Richard Layard is the founder-Director of the Centre for Economic Performance - a leading inter-disciplinary research centre at the London School of Economics. He is currently co-Director of their Community Wellbeing programme.
Layard is an economist who wants public policy to be targeted at the wellbeing of the people. To this end he has written 6 books and some 40 articles. The first book, Happiness: Lessons from a new science (2005) was translated into 20 languages. The most recent (co-authored) book Wellbeing: Science and Policy is a field-defining textbook, showing how wellbeing science can supplement traditional economics by providing a more complete account of what affects human wellbeing.
Since 2005 he has directed a research programme to develop this evidence base. Many of the results can be found in the co-authored book The Origins of Happiness (2018), as well as in numerous articles. He is also a founding co-editor of the annual World Happiness Report.
He has also had substantial influence on public policy. In 2000 he was appointed a member of the House of Lords. In 2007 he persuaded the British government to develop a large programme of psychological therapy (IAPT, now NHS Talking Therapies), which treats 700,000 patients a year. In 2010 he influenced the UK government to measure wellbeing as a national statistic – using questions later recommended by the OECD to its member countries.
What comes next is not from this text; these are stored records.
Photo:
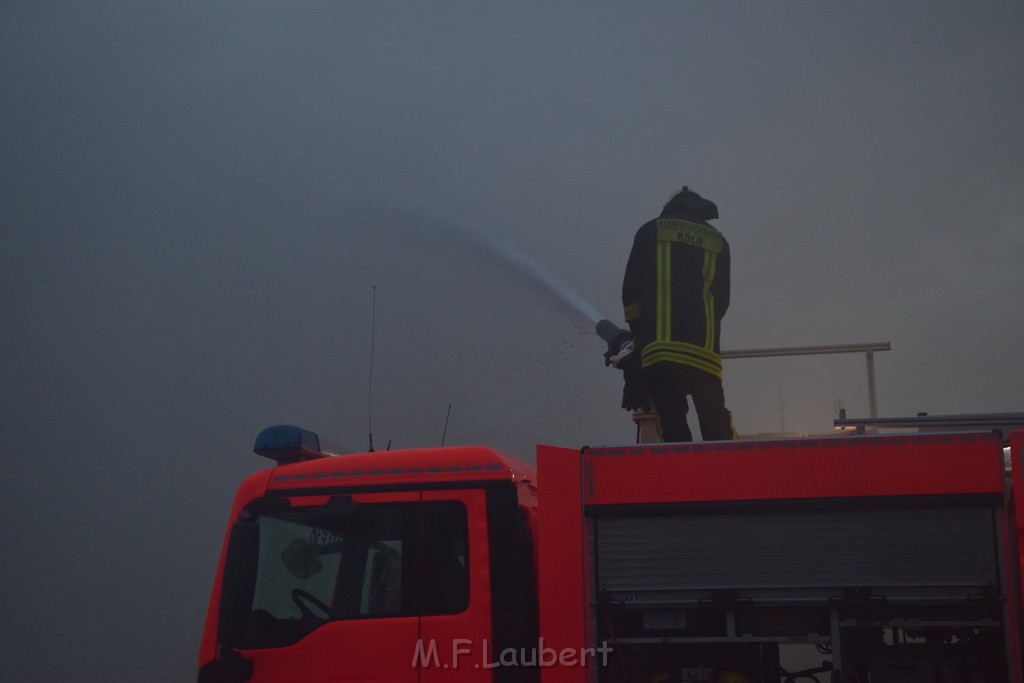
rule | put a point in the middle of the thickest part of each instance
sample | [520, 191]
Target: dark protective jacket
[676, 289]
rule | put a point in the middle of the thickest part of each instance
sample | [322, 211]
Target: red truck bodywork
[601, 577]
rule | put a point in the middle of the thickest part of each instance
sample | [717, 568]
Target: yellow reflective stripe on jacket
[695, 235]
[682, 352]
[709, 299]
[663, 319]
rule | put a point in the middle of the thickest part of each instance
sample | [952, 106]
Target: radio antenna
[370, 387]
[445, 424]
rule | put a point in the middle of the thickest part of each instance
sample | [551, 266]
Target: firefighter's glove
[620, 359]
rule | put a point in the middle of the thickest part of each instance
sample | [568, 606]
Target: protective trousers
[670, 383]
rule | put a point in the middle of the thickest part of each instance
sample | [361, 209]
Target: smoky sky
[211, 213]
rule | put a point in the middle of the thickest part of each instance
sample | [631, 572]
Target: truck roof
[413, 466]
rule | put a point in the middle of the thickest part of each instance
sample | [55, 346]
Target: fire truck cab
[404, 565]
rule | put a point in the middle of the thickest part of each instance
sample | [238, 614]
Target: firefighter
[675, 292]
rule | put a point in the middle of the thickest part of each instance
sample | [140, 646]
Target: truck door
[360, 587]
[457, 619]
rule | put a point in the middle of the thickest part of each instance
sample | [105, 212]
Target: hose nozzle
[616, 339]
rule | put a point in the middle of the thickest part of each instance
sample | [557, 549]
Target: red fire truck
[871, 557]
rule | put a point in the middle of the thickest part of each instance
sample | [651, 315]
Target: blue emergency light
[288, 443]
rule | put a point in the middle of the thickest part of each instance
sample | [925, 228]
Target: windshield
[353, 561]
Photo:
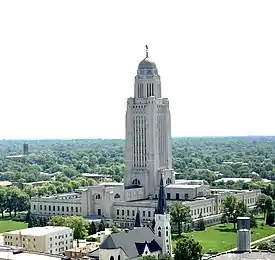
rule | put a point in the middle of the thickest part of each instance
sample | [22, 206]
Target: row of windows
[98, 197]
[16, 238]
[53, 208]
[149, 90]
[204, 210]
[168, 195]
[133, 213]
[112, 258]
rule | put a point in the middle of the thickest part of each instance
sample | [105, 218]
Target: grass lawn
[9, 225]
[221, 237]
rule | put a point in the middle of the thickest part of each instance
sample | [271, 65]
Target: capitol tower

In addition to all this, he has co-founded two organizations targeted at wellbeing. Action for Happiness (founded in 2010) is a grassroots movement to promote a happier way of living. It now has over half a million members. The World Wellbeing Movement (founded in 2022) is a ‘top-down’ organisation to persuade decisionmakers to make wellbeing their priority. In these various ways Richard has been trying to promote the use of evidence to increase wellbeing.
Before that, his focus as a labour economist, was on unemployment and inequality. His analysis of unemployment with Stephen Nickell was widely used in Europe as the basis for employment policy. And before that he made significant contributions to the economics of education.
Richard is currently immersed in a major study of value-for-money across the whole field of public expenditure, where value is measured in terms of wellbeing. He considers this the next key step forward in wellbeing science.